New research from the University of St Andrews and Dartmouth College examines the crucial, but until now, overlooked, role of 'scrumped' fruit in the lives of great apes and the origins of human feasting.
Published today (Thursday 31 July) in BioScience , this pioneering study is the first to tackle the mystery of why humans are so astoundingly good at metabolising alcohol.
The findings show that feeding on fermented fruits gathered from the forest floor is an important behaviour in the lives of African apes, and one that explains why they, and we, evolved the ability to digest alcohol efficiently.
Researchers from the University of St Andrews and four other international institutions worked with a large observational data set to quantify, for the first time, how regularly this behaviour happens across great apes.
Co-author Nathaniel Dominy, the Charles Hansen Professor of Anthropology at Dartmouth College, said: "One problem for the researchers was that there was no word to describe 'feeding on fruits gathered from the forest floor.' Nobody wants more jargon, but without a word to talk about something, a behaviour is easily overlooked"
They repurposed the word 'scrumping', the act of gathering, or sometimes stealing, windfallen apples and other fruit. It is an English derivation of the middle low German word schrimpen, a mediaeval noun for describing overripe or fermented fruit.
Whilst searching for the right term they discovered that there is a long-standing representation in gothic art of primates picking fruit from the ground. By repurposing the term scrumping, they suggest their work is a case of "life imitating art imitating life."
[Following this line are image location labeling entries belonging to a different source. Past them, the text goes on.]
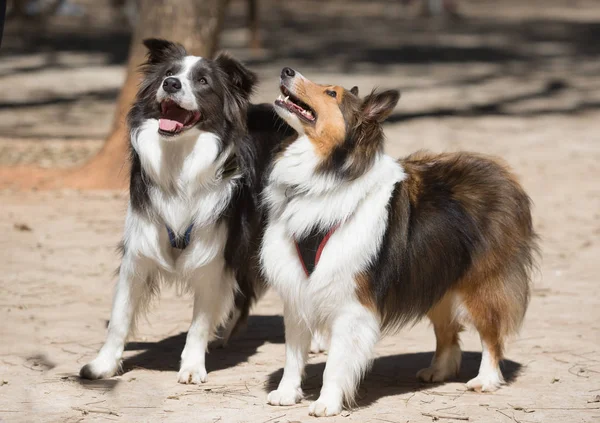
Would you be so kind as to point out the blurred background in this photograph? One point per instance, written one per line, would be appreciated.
(63, 63)
(518, 79)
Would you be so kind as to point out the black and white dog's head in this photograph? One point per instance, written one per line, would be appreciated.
(183, 92)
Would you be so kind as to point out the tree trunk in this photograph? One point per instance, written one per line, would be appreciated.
(194, 23)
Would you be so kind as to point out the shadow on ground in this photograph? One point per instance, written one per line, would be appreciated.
(395, 375)
(390, 375)
(165, 355)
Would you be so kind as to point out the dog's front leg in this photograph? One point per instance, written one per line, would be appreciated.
(213, 300)
(134, 289)
(354, 333)
(297, 343)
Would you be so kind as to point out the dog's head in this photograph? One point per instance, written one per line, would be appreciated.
(184, 91)
(344, 130)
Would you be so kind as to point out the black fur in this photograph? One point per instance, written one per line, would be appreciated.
(254, 130)
(246, 218)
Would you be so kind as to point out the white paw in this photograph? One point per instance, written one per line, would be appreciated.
(325, 408)
(192, 374)
(99, 368)
(485, 383)
(283, 396)
(317, 344)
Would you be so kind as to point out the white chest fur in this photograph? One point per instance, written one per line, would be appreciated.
(186, 190)
(359, 207)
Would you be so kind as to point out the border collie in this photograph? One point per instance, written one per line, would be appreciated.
(358, 244)
(198, 150)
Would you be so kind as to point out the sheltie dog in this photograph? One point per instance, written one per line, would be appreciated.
(358, 244)
(198, 150)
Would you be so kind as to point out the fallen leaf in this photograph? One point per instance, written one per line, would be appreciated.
(22, 227)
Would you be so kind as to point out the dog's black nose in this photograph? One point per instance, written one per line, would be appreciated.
(171, 85)
(287, 72)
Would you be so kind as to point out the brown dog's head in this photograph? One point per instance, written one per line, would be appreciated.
(345, 130)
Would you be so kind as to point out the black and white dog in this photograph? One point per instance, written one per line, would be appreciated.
(198, 150)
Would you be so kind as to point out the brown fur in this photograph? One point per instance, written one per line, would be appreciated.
(494, 285)
(459, 235)
(330, 128)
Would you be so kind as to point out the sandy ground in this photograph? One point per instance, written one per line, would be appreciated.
(537, 109)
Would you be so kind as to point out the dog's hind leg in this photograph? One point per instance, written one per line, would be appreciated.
(446, 360)
(134, 290)
(318, 343)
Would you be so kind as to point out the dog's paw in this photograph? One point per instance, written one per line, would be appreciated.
(283, 396)
(485, 383)
(325, 407)
(192, 374)
(317, 344)
(99, 368)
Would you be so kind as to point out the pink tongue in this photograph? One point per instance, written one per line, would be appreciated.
(169, 125)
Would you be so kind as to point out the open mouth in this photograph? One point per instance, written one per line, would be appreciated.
(175, 119)
(294, 105)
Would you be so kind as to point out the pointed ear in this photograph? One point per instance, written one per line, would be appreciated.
(242, 78)
(160, 50)
(378, 106)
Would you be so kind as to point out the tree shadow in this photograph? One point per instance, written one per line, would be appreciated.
(165, 355)
(395, 375)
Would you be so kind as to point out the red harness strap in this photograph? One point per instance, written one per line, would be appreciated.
(311, 247)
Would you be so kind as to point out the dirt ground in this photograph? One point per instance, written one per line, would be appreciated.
(520, 82)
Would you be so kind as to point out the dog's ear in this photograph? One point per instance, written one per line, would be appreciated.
(378, 107)
(241, 78)
(161, 50)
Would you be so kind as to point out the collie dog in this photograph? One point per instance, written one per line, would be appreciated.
(198, 150)
(358, 244)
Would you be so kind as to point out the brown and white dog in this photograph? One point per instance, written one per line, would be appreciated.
(358, 244)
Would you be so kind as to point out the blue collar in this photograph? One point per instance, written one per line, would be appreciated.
(180, 242)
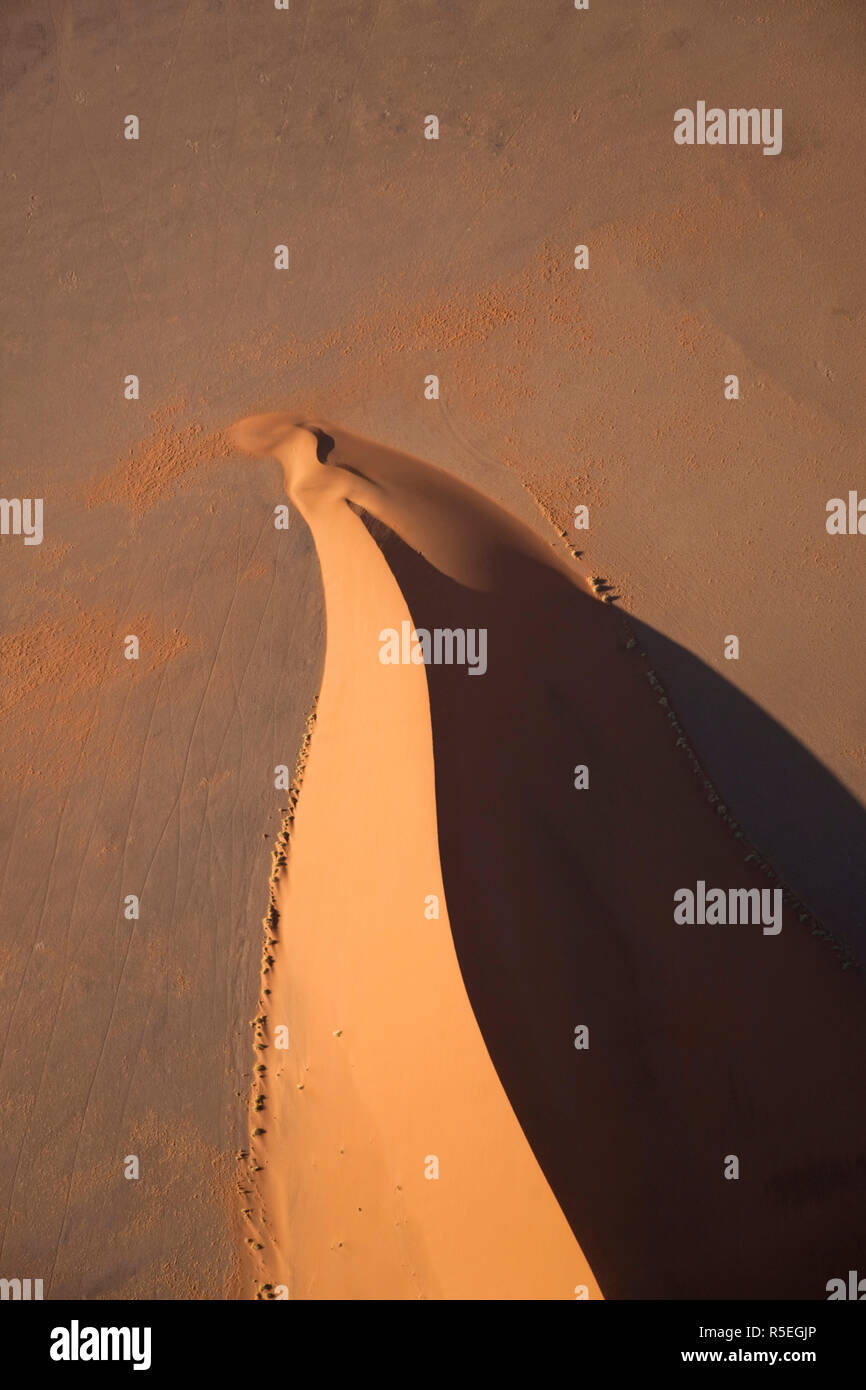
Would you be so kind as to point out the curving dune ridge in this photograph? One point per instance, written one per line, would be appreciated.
(455, 1039)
A range of work points towards the fact that ripe fruit contain small-but scrumptious-levels of ethanol, there have been recent findings hinting at the importance of chimpanzees' feeding socially on fruits.
Building on those findings, this paper has revealed that, counter to widespread beliefs that primates do not 'scrump,' African apes, but not orangutans, 'scrump' on a regular basis. This behavioural difference is crucial, as the same pattern is reflected in an important genetic mutation that allows African apes to metabolise alcohol 40x more efficiently than orangutans and other primates, and could be an important link to the evolution of humans' long-standing affair with alcohol.
Co-lead author Professor Catherine Hobaiter from the University of St Andrews School of Psychology and Neuroscience, said: "A fundamental feature of our relationship with alcohol, is our tendency to drink together, whether a pint with friends or a large social feast. The next step is to investigate how shared feeding on fermented fruits might also influence social relationships in other apes."
Professor Hobaiter added, "One upshot is that sharing a cold pint of scrumpy this summer echoes a behaviour our ape ancestors might have already been partaking in 10 million years ago."